On the night of 3 March, MacFadyen and Shail sortied to Czechoslovakia and attacked an airfield at České Budějovice. There they destroyed one Focke Wulf 190 fighter on the ground and damaged three others. Two nights later they flew to southern Germany and at Gerolzhofen, shot down a Ju 88, which crashed into the River Main. A return to Czechoslovakia on the night of 24 March saw MacFadyen destroy one He 111 and damaged four others on the ground at Bystrice landing ground near Prague. On the night of 9 April, he shot down a pair of Ju 88s within minutes of each other near Lübeck. The second of these was believed to be No. 406 Squadron's 50th aerial victory. Towards the end of April, he was awarded a Bar to his DFC; this was in "recognition of gallantry and devotion to duty in the execution of air operations". He was also promoted to acting squadron leader.

On a sortie to attack the airfield at Eferding, carried out on the night of 24 April, MacFadyen damaged a Ju 88 on the ground. This was his final claim of the war and once hostilities in Europe ended, the squadron relocated to Predannack. MacFayden was repatriated to Canada in September. The following month he was appointed to the Distinguished Service Order. The citation for his DSO specifically mentioned his exploits at Bystrice landing ground on 24 March. He was discharged from the RCAF on 25 October.

==Later life==
On his return to civilian life, MacFadyen found employment with Kenting Aviation and carried out aerial mapping. He was an early proponent of the use of this technique for identifying deposits of magnetic minerals.

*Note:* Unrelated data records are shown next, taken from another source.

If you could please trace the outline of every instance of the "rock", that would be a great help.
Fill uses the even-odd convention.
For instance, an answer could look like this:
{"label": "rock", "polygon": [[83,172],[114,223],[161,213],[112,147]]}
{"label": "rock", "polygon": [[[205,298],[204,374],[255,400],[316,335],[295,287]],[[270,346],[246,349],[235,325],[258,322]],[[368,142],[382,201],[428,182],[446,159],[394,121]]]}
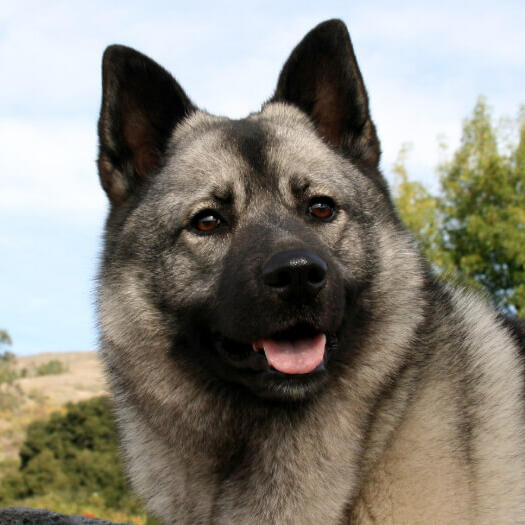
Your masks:
{"label": "rock", "polygon": [[129,525],[112,521],[68,516],[44,509],[0,509],[0,525]]}

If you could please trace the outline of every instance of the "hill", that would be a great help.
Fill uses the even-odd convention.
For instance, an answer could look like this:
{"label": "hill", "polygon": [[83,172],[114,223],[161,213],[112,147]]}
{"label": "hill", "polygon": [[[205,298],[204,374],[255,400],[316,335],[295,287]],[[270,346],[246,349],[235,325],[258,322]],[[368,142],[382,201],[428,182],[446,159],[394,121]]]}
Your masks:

He later worked for geophysical surveying companies and studied gemology, becoming a fellow of the Canadian and British Gemological Associations. Having retired to Ontario, MacFadyen died at his home on 3 December 2009. He was survived by his wife and two children.

MacFadyen is credited with having destroyed seven aircraft and five V-1 flying bombs, and one aircraft deemed to have been probably destroyed. He destroyed five more aircraft on the ground, as well as one probably destroyed and seventeen damaged.